Il conflitto tra gli Stati Uniti e l'Iran continua a mietere vittime tra le file americane. Secondo quanto comunicato ufficialmente venerdì dal Comando Centrale USA, il bilancio dei feriti tra le truppe statunitensi ha raggiunto quota 303 dall'avvio dell'Operazione Epic Fury. A fornire questi dati è stato il capitano della Marina statunitense Tim Hawkins, che ha reso noto come la maggior parte delle lesioni sia di carattere lieve.
Fra i feriti documentati, ben 273 soldati sono già tornati in servizio attivo, segnale che molte delle ferite subite non hanno avuto conseguenze particolarmente gravi.

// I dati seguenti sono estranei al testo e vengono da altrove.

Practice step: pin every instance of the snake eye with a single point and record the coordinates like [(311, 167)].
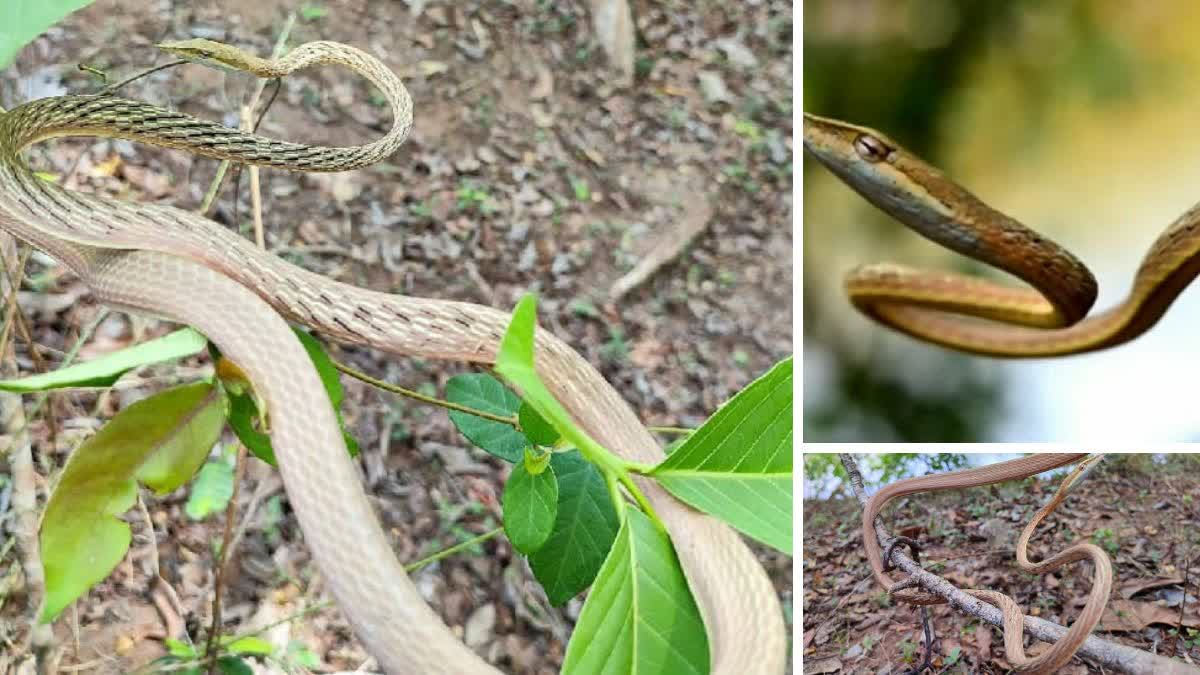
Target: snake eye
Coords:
[(871, 148)]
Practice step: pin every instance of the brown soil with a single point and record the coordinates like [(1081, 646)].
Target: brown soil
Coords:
[(486, 201)]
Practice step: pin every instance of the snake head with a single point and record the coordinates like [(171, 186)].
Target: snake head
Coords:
[(209, 53)]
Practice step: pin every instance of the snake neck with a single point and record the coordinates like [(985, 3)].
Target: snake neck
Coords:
[(135, 120)]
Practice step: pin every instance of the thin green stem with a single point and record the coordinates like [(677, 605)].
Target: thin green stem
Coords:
[(418, 396), (293, 616), (681, 430), (451, 550), (618, 500), (628, 482), (84, 335), (640, 469)]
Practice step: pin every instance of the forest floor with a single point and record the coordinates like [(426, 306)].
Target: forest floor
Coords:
[(526, 169), (967, 537)]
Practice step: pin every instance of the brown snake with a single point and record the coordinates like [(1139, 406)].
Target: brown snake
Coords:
[(978, 316), (1102, 583), (167, 262)]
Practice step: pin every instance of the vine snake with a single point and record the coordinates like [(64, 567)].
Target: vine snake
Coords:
[(979, 316), (162, 261), (1102, 583)]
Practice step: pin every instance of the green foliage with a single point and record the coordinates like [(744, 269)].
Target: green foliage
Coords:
[(179, 653), (640, 615), (738, 465), (82, 538), (244, 407), (312, 11), (108, 369), (515, 364), (211, 491), (473, 197), (531, 506), (22, 21), (489, 394), (537, 429), (583, 530)]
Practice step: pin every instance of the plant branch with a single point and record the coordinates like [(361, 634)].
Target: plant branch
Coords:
[(418, 396), (451, 550)]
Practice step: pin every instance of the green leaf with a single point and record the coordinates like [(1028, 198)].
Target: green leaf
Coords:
[(179, 457), (251, 645), (312, 11), (234, 665), (738, 465), (485, 393), (211, 490), (243, 414), (303, 656), (515, 364), (82, 538), (333, 381), (108, 369), (244, 411), (583, 530), (531, 505), (537, 429), (640, 615), (22, 21)]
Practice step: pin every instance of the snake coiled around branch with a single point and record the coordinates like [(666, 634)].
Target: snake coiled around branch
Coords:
[(167, 262)]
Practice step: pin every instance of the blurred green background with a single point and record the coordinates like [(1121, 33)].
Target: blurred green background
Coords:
[(1078, 118)]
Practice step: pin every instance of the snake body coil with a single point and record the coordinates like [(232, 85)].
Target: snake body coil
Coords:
[(168, 262), (979, 316), (1102, 583)]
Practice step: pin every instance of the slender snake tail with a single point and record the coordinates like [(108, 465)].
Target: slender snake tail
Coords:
[(1102, 583), (979, 316), (168, 262)]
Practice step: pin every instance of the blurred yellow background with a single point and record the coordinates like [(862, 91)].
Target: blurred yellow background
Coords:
[(1078, 118)]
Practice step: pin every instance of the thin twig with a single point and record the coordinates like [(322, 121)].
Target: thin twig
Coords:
[(256, 197), (424, 399), (223, 167), (451, 550), (84, 335)]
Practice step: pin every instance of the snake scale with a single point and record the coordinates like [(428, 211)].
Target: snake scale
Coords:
[(1102, 581), (167, 262), (978, 316)]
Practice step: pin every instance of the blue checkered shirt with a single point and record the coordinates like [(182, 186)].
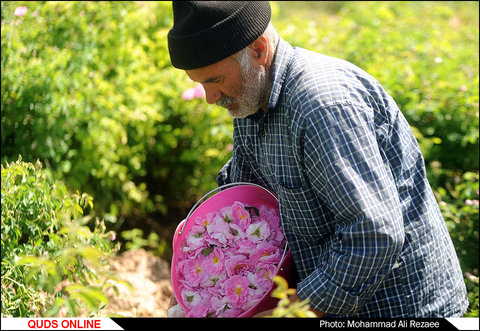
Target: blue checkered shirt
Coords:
[(360, 218)]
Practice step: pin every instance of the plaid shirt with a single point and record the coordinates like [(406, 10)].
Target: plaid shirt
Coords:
[(360, 218)]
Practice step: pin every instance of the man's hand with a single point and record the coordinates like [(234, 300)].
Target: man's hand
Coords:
[(174, 309)]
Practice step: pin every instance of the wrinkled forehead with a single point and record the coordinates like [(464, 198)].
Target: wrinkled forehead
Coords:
[(209, 74)]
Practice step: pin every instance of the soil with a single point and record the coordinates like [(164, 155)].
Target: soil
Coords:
[(150, 278)]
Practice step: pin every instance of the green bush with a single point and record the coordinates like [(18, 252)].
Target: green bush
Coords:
[(50, 258), (87, 87)]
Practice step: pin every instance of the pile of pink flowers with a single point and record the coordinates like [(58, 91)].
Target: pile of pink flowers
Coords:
[(228, 260)]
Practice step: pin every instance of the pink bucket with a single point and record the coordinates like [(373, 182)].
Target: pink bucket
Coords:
[(248, 194)]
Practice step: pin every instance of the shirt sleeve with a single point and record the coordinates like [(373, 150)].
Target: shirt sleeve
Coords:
[(351, 175)]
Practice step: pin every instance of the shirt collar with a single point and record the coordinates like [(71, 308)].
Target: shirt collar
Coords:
[(280, 64), (278, 74)]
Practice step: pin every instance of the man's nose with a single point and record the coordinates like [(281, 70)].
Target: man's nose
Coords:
[(212, 95)]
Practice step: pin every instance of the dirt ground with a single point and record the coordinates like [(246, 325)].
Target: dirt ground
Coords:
[(150, 277)]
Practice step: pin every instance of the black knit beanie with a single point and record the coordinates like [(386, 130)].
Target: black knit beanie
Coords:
[(206, 32)]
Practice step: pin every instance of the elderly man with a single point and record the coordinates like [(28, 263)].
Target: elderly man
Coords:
[(365, 231)]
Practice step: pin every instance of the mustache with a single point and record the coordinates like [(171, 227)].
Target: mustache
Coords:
[(225, 100)]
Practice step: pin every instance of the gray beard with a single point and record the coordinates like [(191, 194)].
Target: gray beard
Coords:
[(253, 94)]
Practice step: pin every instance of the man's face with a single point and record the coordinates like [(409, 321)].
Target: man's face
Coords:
[(238, 88)]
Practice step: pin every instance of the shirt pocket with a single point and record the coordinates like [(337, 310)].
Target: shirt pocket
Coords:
[(284, 166), (307, 217)]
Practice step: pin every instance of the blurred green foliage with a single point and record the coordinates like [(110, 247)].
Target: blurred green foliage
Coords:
[(51, 259), (87, 88)]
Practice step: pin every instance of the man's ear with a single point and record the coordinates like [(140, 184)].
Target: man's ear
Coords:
[(260, 50)]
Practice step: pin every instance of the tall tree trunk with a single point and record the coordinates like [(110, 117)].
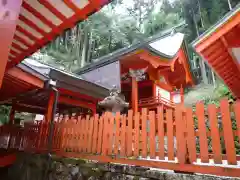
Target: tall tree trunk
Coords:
[(203, 71), (213, 79), (195, 22), (229, 4), (200, 13), (85, 46)]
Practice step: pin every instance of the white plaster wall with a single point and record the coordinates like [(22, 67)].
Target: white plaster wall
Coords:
[(163, 92)]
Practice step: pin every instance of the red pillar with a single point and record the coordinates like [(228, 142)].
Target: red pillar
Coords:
[(134, 95), (11, 122), (48, 115), (9, 11), (12, 115), (182, 94)]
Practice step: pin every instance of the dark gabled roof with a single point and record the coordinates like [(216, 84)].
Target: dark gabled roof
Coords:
[(65, 80), (217, 25), (115, 56)]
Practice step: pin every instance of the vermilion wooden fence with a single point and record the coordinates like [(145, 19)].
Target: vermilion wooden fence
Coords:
[(203, 140)]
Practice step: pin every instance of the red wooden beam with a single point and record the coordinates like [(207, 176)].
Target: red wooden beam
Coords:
[(134, 95), (14, 53), (26, 33), (40, 17), (23, 41), (67, 23), (8, 21), (16, 46), (51, 8), (78, 95), (32, 25), (26, 77)]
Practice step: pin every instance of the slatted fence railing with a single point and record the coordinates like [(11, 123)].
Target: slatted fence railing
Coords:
[(203, 140)]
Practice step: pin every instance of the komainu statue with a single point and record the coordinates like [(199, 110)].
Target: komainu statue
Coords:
[(115, 102)]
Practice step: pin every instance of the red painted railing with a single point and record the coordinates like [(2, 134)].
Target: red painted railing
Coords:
[(205, 140), (156, 101)]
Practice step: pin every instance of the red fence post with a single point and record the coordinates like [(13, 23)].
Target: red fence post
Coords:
[(216, 146), (191, 138), (202, 132), (180, 128), (228, 132)]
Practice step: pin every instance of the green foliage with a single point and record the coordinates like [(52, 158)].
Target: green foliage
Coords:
[(121, 24)]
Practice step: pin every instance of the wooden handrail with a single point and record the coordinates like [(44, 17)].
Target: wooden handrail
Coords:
[(191, 137), (157, 101)]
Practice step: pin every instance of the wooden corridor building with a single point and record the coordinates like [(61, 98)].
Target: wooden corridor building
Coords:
[(201, 140)]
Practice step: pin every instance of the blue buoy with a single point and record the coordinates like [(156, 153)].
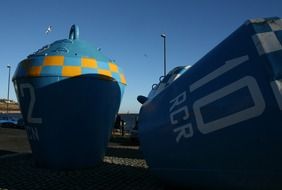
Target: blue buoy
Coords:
[(217, 124), (69, 94)]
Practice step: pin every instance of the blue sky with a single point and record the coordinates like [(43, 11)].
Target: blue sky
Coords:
[(128, 31)]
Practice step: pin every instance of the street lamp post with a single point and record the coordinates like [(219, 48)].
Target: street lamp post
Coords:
[(8, 95), (164, 37)]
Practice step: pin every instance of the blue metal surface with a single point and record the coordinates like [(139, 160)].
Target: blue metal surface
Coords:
[(69, 113), (218, 123)]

Tuttavia, la situazione rimane preoccupante per un gruppo ristretto ma significativo di militari: secondo quanto riferito da una fonte anonima presso il Dipartimento della Difesa americana, almeno dieci soldati risultano ancora ricoverati in condizioni critiche.
Il conto delle vite perse risulta ancora più pesante. Complessivamente, 13 militari statunitensi hanno perso la vita nel conflitto con Teheran, con sei di questi decessi verificatisi specificamente in territorio iracheno. Questi numeri riflettono l'intensità degli scontri e le difficili condizioni operative affrontate dalle forze americane nella regione.
L'Operazione Epic Fury rappresenta una delle operazioni militari più significative condotte dagli USA nella loro interazione con l'Iran negli ultimi anni, con implicazioni che vanno oltre il semplice bilancio delle vittime, toccando questioni di stabilità regionale e sicurezza internazionale.